Forget SEO. Ok, don’t forget it entirely but for a minute, let’s pretend it isn’t even a blip on the radar screen of what’s important when writing website content. How do you write copy that turns visitors into customers?
Put yourself in your visitors’ position
How do your visitors feel when they arrive at your website? Do they feel relieved knowing they have found the information they searched for? Or do they feel less confident than ever about what it is you do, sell or offer? Do they land on your website and unwittingly dive deeper and deeper into its pages being drawn in by the wonderful, compelling content? Or do they glance at the first sentence and click out to try someone else’s site?
These are all vital considerations when writing copy for your website. Have you ever distanced yourself as the business owner and really looked at your website to see how inviting it is to others?

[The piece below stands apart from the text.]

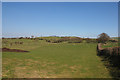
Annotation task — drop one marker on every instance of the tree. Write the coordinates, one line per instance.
(32, 36)
(103, 37)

If you don’t find the content interesting, informative, entertaining or powerful, how would anyone else?
Optimisation schmoptimisation
The thing is, Search Engine Optimisation – or SEO – has a lot to answer for. There’s an awful lot of information out there on the World Wide Web about how to attract traffic to your website. You have to do some pretty serious research on keywords and determine which are high-ranking and which are highly competitive. You also have to determine which ‘long tail keywords’ will help you cast a wider net and broaden your audience. Then you have to write your copy to incorporate all of that wisdom without it seeming like it’s written for the so-called ‘Google-bots’.
Frankly, SEO is important, but when it comes down to brass tacks, your website content has to drive your visitors’ buying decision. The best SEO in the world will attract heavier traffic than 42nd Street on opening night of Les Miserables. But, just like the famous New York City thoroughfare, the traffic may not be targeted to that one particular attraction. Each page on your website has to have its own SEO optimisation to attract the right visitors to the specific page they’re looking for. Sound complicated? It can be! And you’d be forgiven for thinking that hiring a copywriter would be the best way to attack the issue.
Website visitors arrive via more routes than Google search
Remember, visitors don’t only arrive at your site via Google search, and this is a factor that escapes many people’s minds when they think about writing their website content. Website visitors also arrive at sites via:
- Paid Google or Facebook ads
- Social media links
- Recommendations from friends or colleagues
- Referrals from other sites
- Banner ads
- Typing the URL in from a business card, car signage, T-shirt or shopfront sign
- Information in print material including books, newspapers and magazines
- Marketing material such as flyers, banners, special offers
Few of the above rely on SEO at all! But however your visitors arrive at your site, you need to ensure that their needs are met once they get there. Your website content must perform on several key fronts:
- Does it answer as many questions as possible that a potential customer may have?
- Does it speak to the potential customer in a language they would expect from a company that offers what yours does?
- Does it alienate with too much tech-speak and corporate mumbo jumbo?
- Does it direct visitors along a clear path to conversion? In other words, does it take them from interest to enquiry or purchase without too many distractions that may make them switch off?
- Does it make it easy for your visitor to do business with you?
- Does it articulate your brand values?
- Does it read naturally … without an obvious concentration of repetitive keywords that make it seem like it’s trying too hard to be Google’s best friend?
Visitors first, Google second
Considering Google recently overhauled its algorithms to make SEO even more complex than before, now is the perfect time to be writing your website content with your visitor in mind. The highest traffic volume in the world won’t increase your sales one iota if your visitors can’t – or choose not to – read what you’re about. Writing for your customer will naturally incorporate many of the keywords that will help Google to help visitors find your site. Once you’ve written your site, then you can retrofit the appropriate keywords that turn up as a result of your research.